Textbook of Child and Adolescent Psychiatry

Front Cover
Jerry M. Wiener, Mina K. Dulcan
American Psychiatric Pub., 2004 - Medical - 1114 pages

Both scholarly and practical, the third edition of this popular textbook continues its tradition of integrating clinical wisdom and scientific research to improve patient care and advocacy for children and families, commemorating Dr. Jerry Wiener's immense contributions to the field of child and adolescent psychiatry.

Comprehensive yet accessible to busy students, residents, and practitioners alike, this well-organized, clinically oriented reference is practical for everyday use.

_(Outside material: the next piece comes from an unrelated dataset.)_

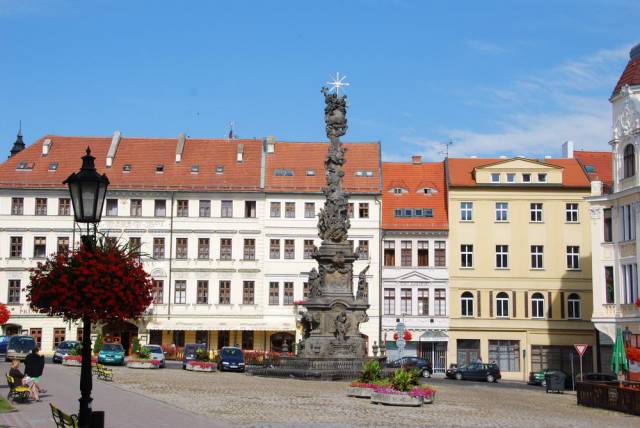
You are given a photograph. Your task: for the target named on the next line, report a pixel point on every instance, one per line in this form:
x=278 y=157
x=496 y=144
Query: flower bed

Written by 88 distinguished experts, each of the 56 chapters in this densely informative work presents a summary of a core topic. Divided into 10 parts, this Third Edition has been revised and updated throughout to keep pace with accelerating progress in research on developmental psychopathology. Clearly organized to reflect DSM-IV-TR, this textbook includes not only many updated chapters (some with new junior faculty as coauthors), but also six new chapters on culture and ethnicity, economic issues, rating scales, patient interviews, genetic testing, and milieu treatments, and ten completely rewritten chapters with new principal authors on testing, posttraumatic stress disorder, bulimia nervosa, adjustment and reactive disorders, substance abuse disorders, physical abuse and sexual abuse, group psychotherapy, schizophrenia and other psychotic disorders, and mood disorders in adolescents.

The third edition of this contemporary core textbook continues to be an invaluable addition to the libraries of generalist and specialist alike, from medical students and psychiatry residents to practitioners and family law attorneys.

Special Note from the co-editor: Jerry Wiener, M.D., sole editor of the previous two editions of this remarkable textbook, was a giant in child psychiatry. Before his illness, Jerry shaped this new edition, commissioned the chapters, and edited many of them. This third edition caps and commemorates his immense contributions to the field of child and adolescent psychiatry.